4.2 Modifying Inputs
Using different sets of inputs with the model revealed that shorter time frames result in better predictive capabilities for the model. As seen in the graph above, using the model over a four-month period instead of a year, resulting in outputs that were more accurate when compared to actual prices.
Overall, the model proved to be not only accurate but also robust, adapting to modified inputs and still delivering results. Ultimately, the concept behind the model is sound — that there are trends within options trading data that can indicate both the direction and magnitude of a stock price’s movement. Data science allows us to interpret them unlike ever before.
The ability of machine learning models to interpret trends in data far surpasses that of the human eye. This work proves that data science allows options trades to serve not only as an indicator of sentiment but also as a tool through which investors can determine the likely magnitude of a change in stock price.

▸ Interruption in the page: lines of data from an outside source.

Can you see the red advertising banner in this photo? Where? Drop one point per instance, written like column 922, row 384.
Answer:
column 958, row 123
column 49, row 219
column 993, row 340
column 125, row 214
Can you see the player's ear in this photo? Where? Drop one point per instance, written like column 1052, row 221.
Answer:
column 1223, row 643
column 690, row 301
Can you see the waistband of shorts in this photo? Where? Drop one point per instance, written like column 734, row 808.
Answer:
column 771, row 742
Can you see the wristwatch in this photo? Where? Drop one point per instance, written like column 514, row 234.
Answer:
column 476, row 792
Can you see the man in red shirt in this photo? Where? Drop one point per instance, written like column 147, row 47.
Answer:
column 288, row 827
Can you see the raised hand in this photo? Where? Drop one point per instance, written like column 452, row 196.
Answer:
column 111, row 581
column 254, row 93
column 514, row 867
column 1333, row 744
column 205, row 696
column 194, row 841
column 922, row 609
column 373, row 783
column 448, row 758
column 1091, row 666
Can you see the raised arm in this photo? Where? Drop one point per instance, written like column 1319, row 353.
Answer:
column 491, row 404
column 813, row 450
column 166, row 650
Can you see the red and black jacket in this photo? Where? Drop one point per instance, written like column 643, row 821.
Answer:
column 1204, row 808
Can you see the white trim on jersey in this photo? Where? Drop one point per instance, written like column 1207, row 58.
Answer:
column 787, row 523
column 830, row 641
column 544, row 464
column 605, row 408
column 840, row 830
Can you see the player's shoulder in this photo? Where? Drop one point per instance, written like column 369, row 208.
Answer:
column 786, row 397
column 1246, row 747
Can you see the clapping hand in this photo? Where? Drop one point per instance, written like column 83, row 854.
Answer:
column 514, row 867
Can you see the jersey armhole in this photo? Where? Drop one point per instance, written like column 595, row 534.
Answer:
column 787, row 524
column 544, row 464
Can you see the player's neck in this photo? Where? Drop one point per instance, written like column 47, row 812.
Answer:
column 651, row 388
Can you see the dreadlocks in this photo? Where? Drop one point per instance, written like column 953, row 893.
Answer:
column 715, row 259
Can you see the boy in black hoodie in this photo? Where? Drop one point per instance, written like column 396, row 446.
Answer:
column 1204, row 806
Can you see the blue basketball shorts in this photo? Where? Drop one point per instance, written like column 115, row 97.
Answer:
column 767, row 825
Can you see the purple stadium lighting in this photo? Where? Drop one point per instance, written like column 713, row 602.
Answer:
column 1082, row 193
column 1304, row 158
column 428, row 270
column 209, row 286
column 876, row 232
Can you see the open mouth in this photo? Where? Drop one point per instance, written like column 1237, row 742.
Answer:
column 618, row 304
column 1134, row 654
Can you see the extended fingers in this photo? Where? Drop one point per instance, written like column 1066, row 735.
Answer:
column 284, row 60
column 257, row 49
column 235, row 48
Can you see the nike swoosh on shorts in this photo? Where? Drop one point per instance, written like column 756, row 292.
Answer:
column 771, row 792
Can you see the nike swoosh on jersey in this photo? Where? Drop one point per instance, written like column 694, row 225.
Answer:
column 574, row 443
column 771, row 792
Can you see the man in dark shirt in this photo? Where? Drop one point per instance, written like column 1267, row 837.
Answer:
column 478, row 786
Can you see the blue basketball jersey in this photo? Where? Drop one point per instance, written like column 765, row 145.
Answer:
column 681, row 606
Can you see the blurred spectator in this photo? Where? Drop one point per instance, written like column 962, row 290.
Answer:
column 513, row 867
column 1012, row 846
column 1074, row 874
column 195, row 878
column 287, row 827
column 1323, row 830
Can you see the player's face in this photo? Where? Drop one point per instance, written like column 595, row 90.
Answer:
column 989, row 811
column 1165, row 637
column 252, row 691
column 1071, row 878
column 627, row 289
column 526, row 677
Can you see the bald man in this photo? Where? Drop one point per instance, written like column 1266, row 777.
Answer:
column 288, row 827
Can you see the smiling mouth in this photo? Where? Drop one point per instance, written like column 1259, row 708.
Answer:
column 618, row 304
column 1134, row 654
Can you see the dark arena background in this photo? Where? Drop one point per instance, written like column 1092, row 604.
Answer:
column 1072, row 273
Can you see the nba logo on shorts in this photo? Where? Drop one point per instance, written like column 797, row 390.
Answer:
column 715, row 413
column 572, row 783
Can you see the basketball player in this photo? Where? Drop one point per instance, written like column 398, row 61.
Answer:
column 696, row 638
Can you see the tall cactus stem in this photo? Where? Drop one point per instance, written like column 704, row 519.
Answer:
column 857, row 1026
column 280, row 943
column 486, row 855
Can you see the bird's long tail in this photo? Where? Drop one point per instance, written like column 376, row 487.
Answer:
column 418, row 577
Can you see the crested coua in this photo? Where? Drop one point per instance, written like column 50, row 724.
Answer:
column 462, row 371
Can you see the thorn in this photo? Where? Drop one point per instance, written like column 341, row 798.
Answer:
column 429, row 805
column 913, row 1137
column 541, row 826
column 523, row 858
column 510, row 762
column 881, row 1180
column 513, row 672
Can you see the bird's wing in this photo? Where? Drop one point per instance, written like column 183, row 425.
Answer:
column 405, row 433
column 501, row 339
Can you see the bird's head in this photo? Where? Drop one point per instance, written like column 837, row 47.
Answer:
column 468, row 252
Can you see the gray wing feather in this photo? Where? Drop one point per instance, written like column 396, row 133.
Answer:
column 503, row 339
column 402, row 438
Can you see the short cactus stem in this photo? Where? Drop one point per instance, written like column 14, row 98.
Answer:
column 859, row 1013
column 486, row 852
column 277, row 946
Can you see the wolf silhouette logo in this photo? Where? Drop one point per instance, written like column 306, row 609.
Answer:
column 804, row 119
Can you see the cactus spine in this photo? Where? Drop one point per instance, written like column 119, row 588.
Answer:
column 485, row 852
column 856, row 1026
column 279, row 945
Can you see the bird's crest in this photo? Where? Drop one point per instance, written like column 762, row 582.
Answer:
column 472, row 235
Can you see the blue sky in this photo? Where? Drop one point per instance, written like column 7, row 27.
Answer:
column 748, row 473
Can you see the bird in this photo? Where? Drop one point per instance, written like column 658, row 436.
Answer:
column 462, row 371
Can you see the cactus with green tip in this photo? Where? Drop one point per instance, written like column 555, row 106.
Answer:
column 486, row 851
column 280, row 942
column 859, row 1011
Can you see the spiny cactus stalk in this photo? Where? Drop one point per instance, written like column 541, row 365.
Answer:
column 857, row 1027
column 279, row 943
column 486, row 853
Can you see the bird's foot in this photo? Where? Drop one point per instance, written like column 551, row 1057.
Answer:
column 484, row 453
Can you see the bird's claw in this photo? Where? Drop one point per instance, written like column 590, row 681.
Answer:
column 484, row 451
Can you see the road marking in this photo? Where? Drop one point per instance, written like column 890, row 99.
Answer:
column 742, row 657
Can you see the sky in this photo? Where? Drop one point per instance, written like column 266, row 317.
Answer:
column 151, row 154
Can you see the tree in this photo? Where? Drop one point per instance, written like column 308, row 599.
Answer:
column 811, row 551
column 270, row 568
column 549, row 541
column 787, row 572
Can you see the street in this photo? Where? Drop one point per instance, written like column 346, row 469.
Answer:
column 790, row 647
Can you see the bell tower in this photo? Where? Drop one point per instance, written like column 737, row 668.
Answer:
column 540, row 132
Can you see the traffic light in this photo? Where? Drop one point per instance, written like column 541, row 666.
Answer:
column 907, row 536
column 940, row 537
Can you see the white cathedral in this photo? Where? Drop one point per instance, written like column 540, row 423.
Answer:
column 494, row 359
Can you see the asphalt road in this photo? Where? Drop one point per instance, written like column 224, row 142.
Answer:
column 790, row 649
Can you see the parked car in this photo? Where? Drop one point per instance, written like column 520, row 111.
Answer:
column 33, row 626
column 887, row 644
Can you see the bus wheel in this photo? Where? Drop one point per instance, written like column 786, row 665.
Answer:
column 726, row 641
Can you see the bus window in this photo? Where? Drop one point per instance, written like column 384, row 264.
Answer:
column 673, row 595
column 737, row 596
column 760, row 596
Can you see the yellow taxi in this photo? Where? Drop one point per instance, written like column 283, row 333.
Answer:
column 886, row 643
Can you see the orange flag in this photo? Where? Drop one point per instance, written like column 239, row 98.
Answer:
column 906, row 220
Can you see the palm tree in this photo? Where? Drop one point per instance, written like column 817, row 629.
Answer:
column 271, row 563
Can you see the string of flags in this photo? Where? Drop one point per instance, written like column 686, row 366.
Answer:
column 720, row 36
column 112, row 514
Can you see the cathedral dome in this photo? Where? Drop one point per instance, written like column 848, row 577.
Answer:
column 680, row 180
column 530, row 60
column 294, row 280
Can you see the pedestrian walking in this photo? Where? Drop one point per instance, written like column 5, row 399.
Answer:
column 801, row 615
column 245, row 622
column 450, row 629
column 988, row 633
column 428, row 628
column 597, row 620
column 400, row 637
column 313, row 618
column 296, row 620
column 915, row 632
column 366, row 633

This proof of concept, made possible because of modern modeling technology, has the potential to drive innovation surrounding the rising options sector. For years, investors have made trades based on implied volatility and the direction of movement indicated by options. Now, they can consider the extent of a potential price change as well, and invest accordingly.
As the inputs are end-of-day trading data, the model is evaluated based on its ability to predict next-day price. The success of this model indicates that consideration of real-time data could allow investors to predict intra-day fluctuations as well.
While it’s almost impossible to consistently predict the price of a stock in the distant future, using data science, one can determine momentum and make trades based on predictions for the immediate future. A deeper interpretation of option trades can become one new tool in the expanded toolbox of a data-driven investor.